These 2 studies are remarkable in several ways. First, both used large numbers of children who met stringent criteria for entry. Both sets of investigators feel that the stringent entry criteria accounted for the high rates of failure in the placebo groups – failure rates that were much higher than previously found. It stands to reason that if previous trials had less rigorous criteria for diagnosis (thereby including more children with nonbacterial middle ear disease) then the failure rate in those who are not treated would be lower in those trials.
The benefits to the patients seem to be consistent between the 2 studies, but one study also demonstrated reduced parental time off from work. As noted in an accompanying editorial, the failure rates of observation-only groups (33%-51% in these studies) lead to questions about whether observation alone is adequate, especially in children with severe findings.

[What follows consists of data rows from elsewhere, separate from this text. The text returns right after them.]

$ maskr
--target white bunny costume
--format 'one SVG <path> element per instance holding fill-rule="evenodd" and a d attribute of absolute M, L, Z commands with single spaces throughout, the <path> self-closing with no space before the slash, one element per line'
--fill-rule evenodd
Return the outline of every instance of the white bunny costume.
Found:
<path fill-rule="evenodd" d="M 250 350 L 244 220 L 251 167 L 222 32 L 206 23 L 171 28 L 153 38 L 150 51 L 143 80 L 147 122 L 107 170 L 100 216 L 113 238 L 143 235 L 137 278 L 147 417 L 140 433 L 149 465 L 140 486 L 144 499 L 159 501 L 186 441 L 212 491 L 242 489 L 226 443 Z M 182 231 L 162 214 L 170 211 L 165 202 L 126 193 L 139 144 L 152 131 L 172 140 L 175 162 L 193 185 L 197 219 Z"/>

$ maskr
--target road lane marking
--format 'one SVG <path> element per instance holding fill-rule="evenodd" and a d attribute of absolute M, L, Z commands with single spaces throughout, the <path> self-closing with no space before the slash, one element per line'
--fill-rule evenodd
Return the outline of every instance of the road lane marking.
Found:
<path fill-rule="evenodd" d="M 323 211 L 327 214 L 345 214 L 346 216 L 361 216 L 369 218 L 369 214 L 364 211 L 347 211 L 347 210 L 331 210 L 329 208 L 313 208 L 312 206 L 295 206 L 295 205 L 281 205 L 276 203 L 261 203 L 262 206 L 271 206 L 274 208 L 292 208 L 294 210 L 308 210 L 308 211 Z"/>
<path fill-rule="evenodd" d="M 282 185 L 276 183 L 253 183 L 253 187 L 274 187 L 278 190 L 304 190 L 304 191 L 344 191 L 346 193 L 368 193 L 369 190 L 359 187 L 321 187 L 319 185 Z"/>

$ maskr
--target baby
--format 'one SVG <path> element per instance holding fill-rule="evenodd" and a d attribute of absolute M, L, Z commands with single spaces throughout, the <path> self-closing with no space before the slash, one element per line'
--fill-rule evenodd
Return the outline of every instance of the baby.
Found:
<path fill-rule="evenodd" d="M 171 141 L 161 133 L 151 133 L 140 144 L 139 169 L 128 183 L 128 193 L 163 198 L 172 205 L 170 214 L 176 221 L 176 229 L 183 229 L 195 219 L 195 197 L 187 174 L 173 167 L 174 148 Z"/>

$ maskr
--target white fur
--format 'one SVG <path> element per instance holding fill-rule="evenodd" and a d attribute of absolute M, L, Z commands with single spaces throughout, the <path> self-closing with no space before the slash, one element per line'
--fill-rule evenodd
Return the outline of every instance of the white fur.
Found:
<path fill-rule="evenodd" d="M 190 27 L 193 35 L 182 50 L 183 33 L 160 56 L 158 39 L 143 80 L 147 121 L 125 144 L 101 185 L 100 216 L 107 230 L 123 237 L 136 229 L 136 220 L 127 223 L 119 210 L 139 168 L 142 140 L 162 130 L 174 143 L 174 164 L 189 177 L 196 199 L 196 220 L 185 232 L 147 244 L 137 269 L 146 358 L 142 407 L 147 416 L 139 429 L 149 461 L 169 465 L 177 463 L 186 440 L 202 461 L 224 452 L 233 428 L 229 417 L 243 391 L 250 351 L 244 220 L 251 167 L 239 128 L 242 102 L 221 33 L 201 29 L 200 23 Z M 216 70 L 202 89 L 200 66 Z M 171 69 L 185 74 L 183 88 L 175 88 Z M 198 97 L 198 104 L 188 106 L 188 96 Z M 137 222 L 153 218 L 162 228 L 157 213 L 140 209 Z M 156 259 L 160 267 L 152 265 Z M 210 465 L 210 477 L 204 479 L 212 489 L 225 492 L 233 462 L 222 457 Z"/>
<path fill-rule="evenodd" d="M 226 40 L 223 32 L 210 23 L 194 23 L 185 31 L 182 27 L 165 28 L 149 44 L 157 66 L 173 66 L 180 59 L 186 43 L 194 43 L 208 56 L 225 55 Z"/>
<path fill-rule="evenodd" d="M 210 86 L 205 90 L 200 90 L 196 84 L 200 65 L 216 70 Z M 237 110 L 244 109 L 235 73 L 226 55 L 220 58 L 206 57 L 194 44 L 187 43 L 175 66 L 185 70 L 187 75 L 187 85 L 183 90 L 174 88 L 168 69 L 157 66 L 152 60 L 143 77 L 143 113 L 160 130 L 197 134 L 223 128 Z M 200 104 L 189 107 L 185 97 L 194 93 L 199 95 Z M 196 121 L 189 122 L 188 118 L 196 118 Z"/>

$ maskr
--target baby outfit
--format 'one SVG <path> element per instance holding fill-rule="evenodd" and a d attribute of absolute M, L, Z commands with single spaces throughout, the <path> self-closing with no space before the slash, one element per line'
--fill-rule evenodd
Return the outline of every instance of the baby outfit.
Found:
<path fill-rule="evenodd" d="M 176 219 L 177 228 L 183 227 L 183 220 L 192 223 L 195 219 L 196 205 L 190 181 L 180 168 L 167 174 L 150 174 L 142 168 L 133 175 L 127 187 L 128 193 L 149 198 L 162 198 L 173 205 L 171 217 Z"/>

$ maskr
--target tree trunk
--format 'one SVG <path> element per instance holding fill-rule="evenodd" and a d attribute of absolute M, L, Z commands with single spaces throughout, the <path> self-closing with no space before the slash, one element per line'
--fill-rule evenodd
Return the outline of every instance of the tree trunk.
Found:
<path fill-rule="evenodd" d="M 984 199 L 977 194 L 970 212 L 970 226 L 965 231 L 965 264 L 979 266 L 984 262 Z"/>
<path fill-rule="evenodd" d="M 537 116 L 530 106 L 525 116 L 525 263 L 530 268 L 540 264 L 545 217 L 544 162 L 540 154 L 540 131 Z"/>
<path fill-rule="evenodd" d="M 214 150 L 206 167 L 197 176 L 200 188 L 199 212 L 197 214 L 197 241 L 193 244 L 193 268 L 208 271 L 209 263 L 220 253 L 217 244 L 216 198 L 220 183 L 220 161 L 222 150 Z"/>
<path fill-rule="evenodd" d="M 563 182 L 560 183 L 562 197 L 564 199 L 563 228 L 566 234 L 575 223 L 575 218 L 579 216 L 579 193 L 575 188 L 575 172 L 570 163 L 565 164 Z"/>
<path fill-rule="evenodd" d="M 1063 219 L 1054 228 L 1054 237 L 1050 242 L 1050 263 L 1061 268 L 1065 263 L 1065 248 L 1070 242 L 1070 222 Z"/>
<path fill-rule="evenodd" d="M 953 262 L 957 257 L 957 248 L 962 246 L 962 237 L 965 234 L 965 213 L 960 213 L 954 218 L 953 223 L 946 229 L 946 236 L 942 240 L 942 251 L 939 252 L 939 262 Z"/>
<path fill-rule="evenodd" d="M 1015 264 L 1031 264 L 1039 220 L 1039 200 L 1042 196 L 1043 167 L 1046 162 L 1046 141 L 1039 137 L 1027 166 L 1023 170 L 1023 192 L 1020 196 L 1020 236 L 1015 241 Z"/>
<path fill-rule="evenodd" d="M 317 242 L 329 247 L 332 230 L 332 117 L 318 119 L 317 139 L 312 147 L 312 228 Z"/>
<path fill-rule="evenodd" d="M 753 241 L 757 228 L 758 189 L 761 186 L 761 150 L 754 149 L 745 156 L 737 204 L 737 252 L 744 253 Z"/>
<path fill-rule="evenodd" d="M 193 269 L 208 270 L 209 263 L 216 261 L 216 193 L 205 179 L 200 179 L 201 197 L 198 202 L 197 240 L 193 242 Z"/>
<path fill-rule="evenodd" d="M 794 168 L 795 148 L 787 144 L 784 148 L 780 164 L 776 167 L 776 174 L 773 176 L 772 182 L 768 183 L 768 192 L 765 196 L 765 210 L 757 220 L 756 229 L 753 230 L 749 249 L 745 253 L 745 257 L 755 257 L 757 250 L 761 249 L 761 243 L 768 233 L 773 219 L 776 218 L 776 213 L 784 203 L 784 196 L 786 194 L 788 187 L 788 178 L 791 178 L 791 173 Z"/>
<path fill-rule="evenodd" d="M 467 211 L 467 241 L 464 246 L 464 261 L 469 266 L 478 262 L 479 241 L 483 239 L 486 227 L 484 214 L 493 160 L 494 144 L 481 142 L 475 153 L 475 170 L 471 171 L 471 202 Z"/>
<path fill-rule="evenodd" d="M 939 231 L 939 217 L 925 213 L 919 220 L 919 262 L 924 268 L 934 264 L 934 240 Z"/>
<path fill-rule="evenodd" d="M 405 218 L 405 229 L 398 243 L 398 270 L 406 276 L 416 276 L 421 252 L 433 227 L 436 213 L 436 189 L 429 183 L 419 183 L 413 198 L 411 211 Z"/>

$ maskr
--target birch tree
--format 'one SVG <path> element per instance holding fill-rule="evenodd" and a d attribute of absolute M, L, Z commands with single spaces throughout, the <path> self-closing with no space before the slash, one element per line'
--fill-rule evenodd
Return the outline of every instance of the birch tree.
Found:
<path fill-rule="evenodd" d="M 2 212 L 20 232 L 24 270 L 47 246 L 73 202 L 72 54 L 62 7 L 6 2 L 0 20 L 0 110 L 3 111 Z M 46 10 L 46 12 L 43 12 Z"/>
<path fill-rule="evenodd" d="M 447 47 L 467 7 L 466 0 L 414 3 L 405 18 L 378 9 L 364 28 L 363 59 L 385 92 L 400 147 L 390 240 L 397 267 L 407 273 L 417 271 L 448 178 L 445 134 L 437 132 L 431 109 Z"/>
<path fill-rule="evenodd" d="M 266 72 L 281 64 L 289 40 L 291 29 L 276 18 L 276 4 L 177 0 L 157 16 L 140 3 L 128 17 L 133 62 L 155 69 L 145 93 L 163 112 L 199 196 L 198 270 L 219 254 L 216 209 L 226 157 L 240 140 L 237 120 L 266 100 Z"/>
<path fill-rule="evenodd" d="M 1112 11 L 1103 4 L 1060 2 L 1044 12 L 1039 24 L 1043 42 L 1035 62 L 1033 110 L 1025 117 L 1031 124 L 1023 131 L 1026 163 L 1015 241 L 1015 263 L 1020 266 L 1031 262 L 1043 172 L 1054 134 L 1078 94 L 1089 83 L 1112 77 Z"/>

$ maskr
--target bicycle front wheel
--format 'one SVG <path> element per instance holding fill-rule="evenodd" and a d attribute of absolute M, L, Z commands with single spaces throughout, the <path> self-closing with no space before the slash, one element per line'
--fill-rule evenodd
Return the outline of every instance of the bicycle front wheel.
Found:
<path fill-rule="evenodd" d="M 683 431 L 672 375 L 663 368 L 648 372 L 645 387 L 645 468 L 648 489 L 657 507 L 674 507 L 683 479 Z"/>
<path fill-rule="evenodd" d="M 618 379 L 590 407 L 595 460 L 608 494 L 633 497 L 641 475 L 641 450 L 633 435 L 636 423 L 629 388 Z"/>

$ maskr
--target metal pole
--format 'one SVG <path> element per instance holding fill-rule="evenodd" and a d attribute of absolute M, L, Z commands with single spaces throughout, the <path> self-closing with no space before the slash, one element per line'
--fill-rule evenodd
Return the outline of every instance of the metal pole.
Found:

In fact, Tähtinen and colleagues comment that the failure rate in their placebo group was much higher than in previous meta-analyses and raise the point that many previous studies used less stringent diagnostic criteria at entry. Therefore, if less stringent criteria for diagnosing AOM were used in past trials, fewer of those children would have experienced clinical failure given that they might not have had AOM in the first place. No matter how one views the issue of treating or not initially treating AOM, these 2 studies provide some of the best data yet of what to expect with either observation or active treatment of AOM in young children.